What if, instead, the binary between worker and owners was shattered, and workplaces were run collectively by worker-owners?

This was the question that Boyfriend Co-op, a lesbian cafe-bar in Bushwick, Brooklyn, sought to answer when they opened nine months ago, joining a movement of more than 85,000 worker-owner cooperatives around the world. Boyfriend Co-op currently consists of four worker-owners and two workers on the track to becoming worker-owners. Compared to a traditional workplace, Boyfriend Co-op worker-owners make decisions collectively.

“There’s a different chain of command and hierarchy,” said Hena Mustafa, one of the founders and worker-owners of Boyfriend Co-op. “Basically nobody is structurally above anybody else. It’s one person, one vote, and we all get equal pay, equal say.”

Mustafa described exploitative past work experiences as one of her key motivations in envisioning a more equitable workplace.

“My background before this was in film and television, and that’s a very hierarchical job industry,” she said. “I’ve definitely been under really intense chains of command where I felt overworked, undervalued, underpaid, and underappreciated.
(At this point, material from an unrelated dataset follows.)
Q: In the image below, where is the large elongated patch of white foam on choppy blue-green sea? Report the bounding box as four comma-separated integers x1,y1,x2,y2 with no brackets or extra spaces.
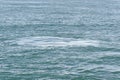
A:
16,36,99,47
Making sure to not bring that into this space was really pivotal.”

At Boyfriend Co-op, the four worker-owners work together to curate the cafe and cocktail menu, design the space and plan events. Although there is a hierarchy of roles — one worker-owner with more expertise in event-planning may take on more of those responsibilities, for instance — there is no hierarchy of person.

To become a worker-owner, people can participate in a “labor buy-in,” working for the cafe-bar for six months and contributing 60 hours to co-op improvement like pitching events, adding menu items and more. Currently, two workers are on that path.
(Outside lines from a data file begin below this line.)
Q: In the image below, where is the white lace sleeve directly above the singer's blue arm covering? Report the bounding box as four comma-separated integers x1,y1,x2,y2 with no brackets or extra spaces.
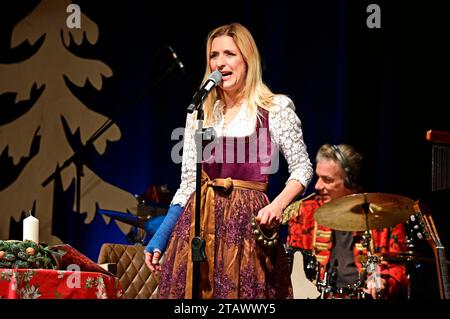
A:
171,114,196,207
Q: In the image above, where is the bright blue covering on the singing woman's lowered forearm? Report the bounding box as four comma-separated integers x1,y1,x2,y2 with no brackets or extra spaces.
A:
145,204,183,253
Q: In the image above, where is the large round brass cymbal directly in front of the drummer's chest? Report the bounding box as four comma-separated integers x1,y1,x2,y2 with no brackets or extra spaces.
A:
314,193,414,231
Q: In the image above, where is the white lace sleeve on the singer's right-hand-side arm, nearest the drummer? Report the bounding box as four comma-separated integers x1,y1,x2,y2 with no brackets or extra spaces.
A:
269,96,313,189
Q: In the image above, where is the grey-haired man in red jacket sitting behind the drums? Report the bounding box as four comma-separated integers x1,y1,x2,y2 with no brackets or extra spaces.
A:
285,144,408,298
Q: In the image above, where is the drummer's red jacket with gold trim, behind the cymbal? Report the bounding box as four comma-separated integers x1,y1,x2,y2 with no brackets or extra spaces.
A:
287,197,408,297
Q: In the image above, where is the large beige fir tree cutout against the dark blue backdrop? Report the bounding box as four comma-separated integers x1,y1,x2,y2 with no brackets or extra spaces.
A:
0,0,136,244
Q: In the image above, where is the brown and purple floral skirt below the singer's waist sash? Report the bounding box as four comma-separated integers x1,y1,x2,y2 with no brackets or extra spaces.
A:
158,188,292,299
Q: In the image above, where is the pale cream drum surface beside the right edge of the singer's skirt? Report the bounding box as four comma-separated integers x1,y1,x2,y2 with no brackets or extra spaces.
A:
291,250,320,299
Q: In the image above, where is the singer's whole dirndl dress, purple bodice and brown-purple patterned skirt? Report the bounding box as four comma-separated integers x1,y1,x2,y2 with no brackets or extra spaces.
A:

“As not only a worker but also an owner, I feel a lot of responsibility to the space, the community it serves, and the workers that are building it,” said Mustafa.

A larger movement for cooperatives

Following in the footsteps of Boyfriend Co-op and many other worker-owned cooperatives, Dave Dausch plans to turn their pop-up event collective “Dave’s Lesbian Bar” into a permanent, physical worker-owned cooperative.
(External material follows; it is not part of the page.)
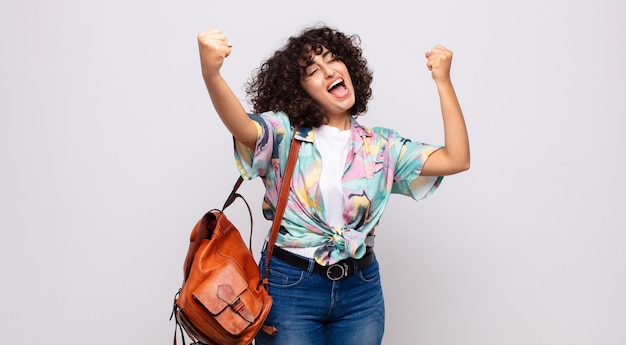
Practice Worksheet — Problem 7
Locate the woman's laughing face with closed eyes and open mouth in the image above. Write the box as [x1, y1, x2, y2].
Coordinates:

“We want it to be as fair and as equitable as it can be, and worker co-ops are really the only business structure that we have seen that feels that way,” said Dausch. “It just made a lot of sense that all of our labor is what’s going to make this place, and all of our labor should be valued monetarily in this, since we have to have money.”

To prepare for the launch of their cooperative, Dausch participated in cooperative business management classes led by the Astoria Worker Project, a project by NYC-based nonprofit workforce development organization the Consortium for Worker Education. As they move forward in opening their physical space, Dave’s Lesbian Bar also actively works alongside The Working World, a co-op bank headquartered in New York that funds worker-owned cooperatives around the world.

Not all worker-owned cooperatives have been successful in the city. Lower East Side bookstore “Bluestockings” ran into financial troubles and difficulties maintaining equitable management — leading to their closure in September of this year. When reflecting on the difficulties of maintaining Boyfriend Co-op, Mustafa discussed how the current systems are not designed for cooperative management.

“Cooperative businesses are not a utopia,” said Mustafa. “There’s a big barrier to multiple ownership, especially legally. To bring people on, for instance, we have to add people to our LLC or our liquor license. The current system usually only allows for one person to be in charge of these things.”

But the worker-owners of current and future cooperatives remain optimistic. “I truly believe that there could be a transition to a different system, if people saw an option that really looked viable,” said Dausch.

“There’s an urgency to have autonomy over more spaces, and to build things that have workers in mind,” Dausch continued. “I’ve seen an uptick in worker-owned spaces.”

“So much of this point in history is reimagining different structures of governance — trying to figure out what systems can exist that counteract all the systems that we’re trying to break down right now,” said Mustafa. “I hope that Boyfriend can serve as a model of what kind of structures are possible.”